Bij projecten tot 5 wooneenheden is de parkeernorm 1

De werkelijke parkeerbehoefte is 1.

 

De plannen voorzien in 0 nuttige autostal- en autoparkeerplaatsen.

 

Het aantal te realiseren autostal- en autoparkeerplaatsen bedraagt 0 .

 

De grootte en/of vorm van het perceel laten het bouwen van bijkomende plaatsen niet toe.

 

Het aantal ontbrekende autostal- en autoparkeerplaatsen bedraagt dan 1 .

 

Het aantal ontbrekende autostal- en autoparkeerplaatsen bedraagt 1 . Dit is het verschil tussen het aantal autostal- en/of autoparkeerplaatsen volgens de werkelijke parkeerbehoefte en het aantal te realiseren autostal- en autoparkeerplaatsen.

 

 

Fietsvoorzieningen

Voor dit project dienen er 2 overdekte, afsluitbare fietsstalplaats voorzien te worden.

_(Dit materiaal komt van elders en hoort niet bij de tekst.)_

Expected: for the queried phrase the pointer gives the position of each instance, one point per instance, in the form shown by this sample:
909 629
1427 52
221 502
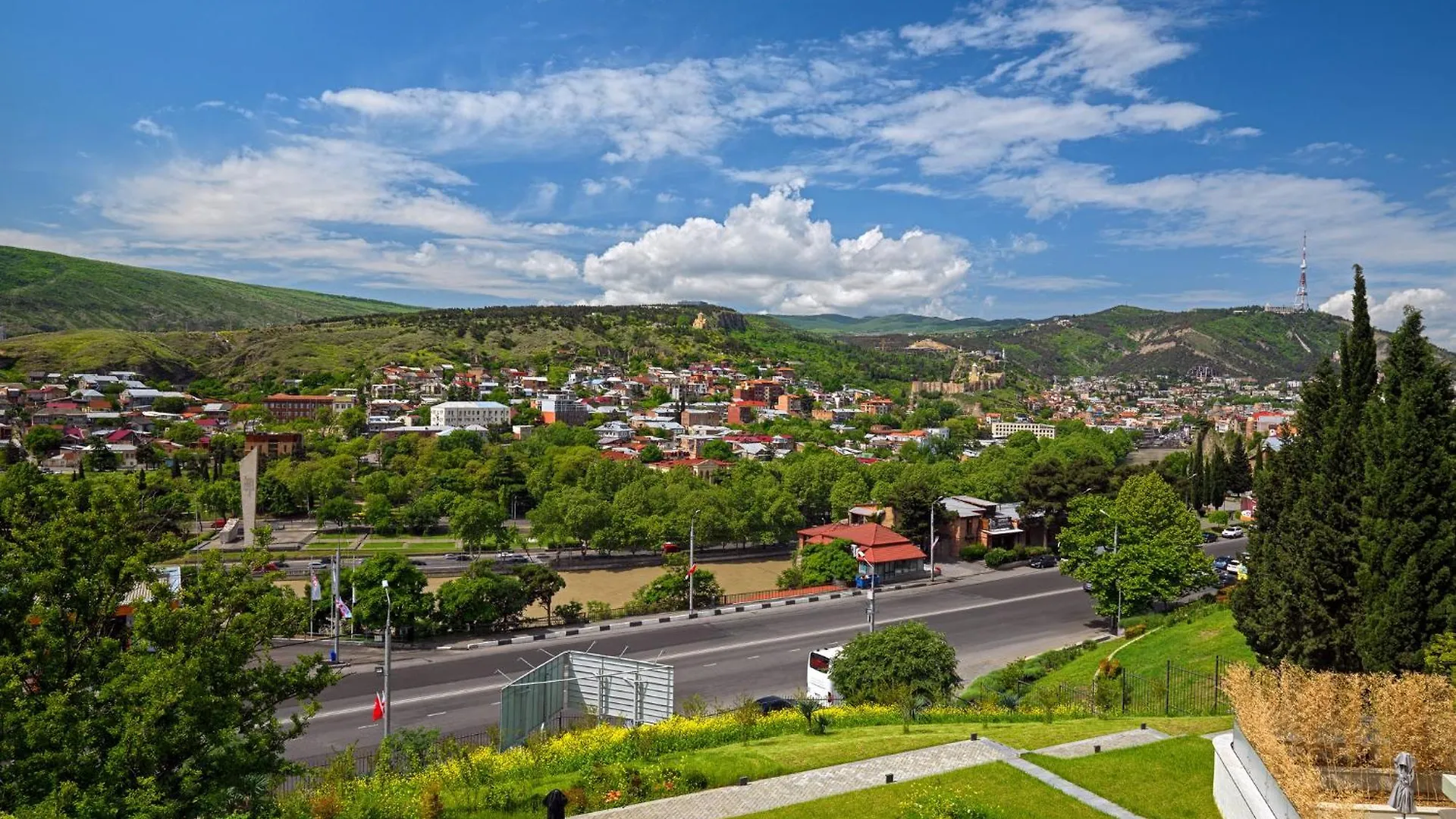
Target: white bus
820 687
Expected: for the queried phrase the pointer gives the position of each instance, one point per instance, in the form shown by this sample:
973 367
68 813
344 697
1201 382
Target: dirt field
617 586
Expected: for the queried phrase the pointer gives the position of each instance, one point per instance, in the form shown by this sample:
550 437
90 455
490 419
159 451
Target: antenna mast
1302 295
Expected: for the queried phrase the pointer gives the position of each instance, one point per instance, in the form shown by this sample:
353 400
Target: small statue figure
1402 796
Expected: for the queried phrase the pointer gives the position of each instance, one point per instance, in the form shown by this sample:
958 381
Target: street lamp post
692 532
389 611
1117 624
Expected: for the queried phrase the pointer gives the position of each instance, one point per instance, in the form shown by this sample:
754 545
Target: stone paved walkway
1109 742
792 789
1074 790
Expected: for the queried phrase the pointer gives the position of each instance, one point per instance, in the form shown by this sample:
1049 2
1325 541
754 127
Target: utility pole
692 563
338 598
389 611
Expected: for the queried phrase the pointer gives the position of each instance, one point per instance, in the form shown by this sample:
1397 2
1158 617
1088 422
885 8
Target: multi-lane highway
989 620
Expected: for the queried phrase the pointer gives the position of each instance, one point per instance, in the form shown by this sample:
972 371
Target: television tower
1302 295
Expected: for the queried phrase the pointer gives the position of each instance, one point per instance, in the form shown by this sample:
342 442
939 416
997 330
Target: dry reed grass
1301 722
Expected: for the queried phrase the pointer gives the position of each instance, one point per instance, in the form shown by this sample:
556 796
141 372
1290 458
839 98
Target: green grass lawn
1041 735
1005 792
1164 780
1188 645
799 752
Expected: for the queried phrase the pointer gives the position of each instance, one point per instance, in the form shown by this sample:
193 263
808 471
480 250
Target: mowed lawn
1164 780
1002 790
1188 645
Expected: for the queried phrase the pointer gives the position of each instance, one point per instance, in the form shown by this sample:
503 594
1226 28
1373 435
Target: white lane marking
717 649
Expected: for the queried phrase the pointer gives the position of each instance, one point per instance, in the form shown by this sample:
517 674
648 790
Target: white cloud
1436 305
147 127
641 112
769 254
1334 153
1094 44
960 130
1347 219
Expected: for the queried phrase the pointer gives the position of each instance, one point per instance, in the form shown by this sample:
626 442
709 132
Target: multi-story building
284 407
565 410
1006 428
468 413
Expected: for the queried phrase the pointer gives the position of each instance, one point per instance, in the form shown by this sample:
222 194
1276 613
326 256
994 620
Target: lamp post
389 611
692 532
1117 624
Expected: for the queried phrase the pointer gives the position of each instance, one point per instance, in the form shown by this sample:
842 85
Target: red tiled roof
890 554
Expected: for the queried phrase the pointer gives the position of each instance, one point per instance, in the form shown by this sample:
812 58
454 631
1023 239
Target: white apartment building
466 413
1006 428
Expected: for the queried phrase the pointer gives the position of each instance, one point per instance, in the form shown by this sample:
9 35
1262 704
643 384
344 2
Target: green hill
1234 341
892 324
44 292
334 352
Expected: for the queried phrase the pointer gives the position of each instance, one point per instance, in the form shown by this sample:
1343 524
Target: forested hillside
542 337
44 292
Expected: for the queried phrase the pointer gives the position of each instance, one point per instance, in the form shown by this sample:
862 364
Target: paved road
989 620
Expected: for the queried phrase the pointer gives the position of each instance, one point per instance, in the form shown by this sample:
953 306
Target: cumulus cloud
641 112
1436 305
1347 219
147 127
769 254
957 130
1092 44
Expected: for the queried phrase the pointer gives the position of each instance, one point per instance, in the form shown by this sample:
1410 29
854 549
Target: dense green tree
1408 529
542 583
44 442
827 563
874 665
338 510
476 521
406 591
669 591
1158 556
482 599
172 716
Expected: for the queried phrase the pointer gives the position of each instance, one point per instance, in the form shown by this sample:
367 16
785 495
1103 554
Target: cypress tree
1408 532
1267 607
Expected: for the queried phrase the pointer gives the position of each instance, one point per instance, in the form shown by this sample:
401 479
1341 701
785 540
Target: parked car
770 704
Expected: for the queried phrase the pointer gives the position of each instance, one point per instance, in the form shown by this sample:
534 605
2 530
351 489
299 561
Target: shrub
999 557
973 553
571 613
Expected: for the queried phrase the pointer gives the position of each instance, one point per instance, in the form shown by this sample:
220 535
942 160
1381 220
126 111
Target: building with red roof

Deze werden ingetekend op het gelijkvloers in de traphal maar zijn niet functioneel.

 

Advies aan het college

 

Advies over de stedenbouwkundige handelingen

Aan het college wordt voorgesteld om voor de stedenbouwkundige handelingen de omgevingsvergunning te weigeren, omwille van onverenigbaarheden met een goede ruimtelijke ordening en met stedenbouwkundige voorschriften.

Juridische grond

Het decreet van 25 april 2014 betreffende de omgevingsvergunning, het decreet houdende algemene bepalingen inzake milieubeleid, de Vlaamse Codex Ruimtelijke Ordening, het decreet betreffende het integraal handelsvestigingsbeleid, het decreet betreffende het natuurbehoud en het natuurlijk milieu en hun uitvoeringsbesluiten zijn van toepassing.

Regelgeving: bevoegdheid

Conform artikel 15 van het Omgevingsvergunningsdecreet is het college van burgemeester en schepenen voor zijn ambtsgebied in eerste administratieve aanleg bevoegd voor volgende aanvragen van:

 

  1. de gemeentelijke projecten;
  2. andere gevallen dan deze waarvoor de Vlaamse regering of de deputatie bevoegd is.

Fasering

 

Procedurestap

Datum

Indiening aanvraag

8 augustus 2022

Volledig en ontvankelijk

29 september 2022

Start openbaar onderzoek

geen

Einde openbaar onderzoek

geen

Gemeenteraad voor wegenwerken

geen

Uiterste beslissingsdatum

28 november 2022

Verslag GOA

8 november 2022

naam GOA

Wim Van Roosendael

 

Onderzoek

De aanpalende eigenaars waarvan de scheidingsmuren met het project zouden worden opgericht, uitgebreid of afgebroken, werden om hun standpunt gevraagd.

 

Ingediende bezwaarschriften en petitielijsten

 

Schriftelijke bezwaarschriften

Schriftelijke gebundelde bezwaarschriften

Petitielijsten

Digitale bezwaarschriften

0

0

0

0

 

Besluit

Het college van burgemeester en schepenen beslist:

Artikel 1

Het college sluit zich integraal aan bij het verslag van de gemeentelijke omgevingsambtenaar en maakt dit tot zijn eigen motivatie.

Artikel 2

Het college beslist de aanvraag tot omgevingsvergunning te weigeren.

Artikel 3

De plannen waarvan het overzicht als bijlage bij dit besluit is gevoegd, maken integraal deel uit van dit besluit.

Artikel 4

Dit besluit heeft in principe geen financiƫle gevolgen.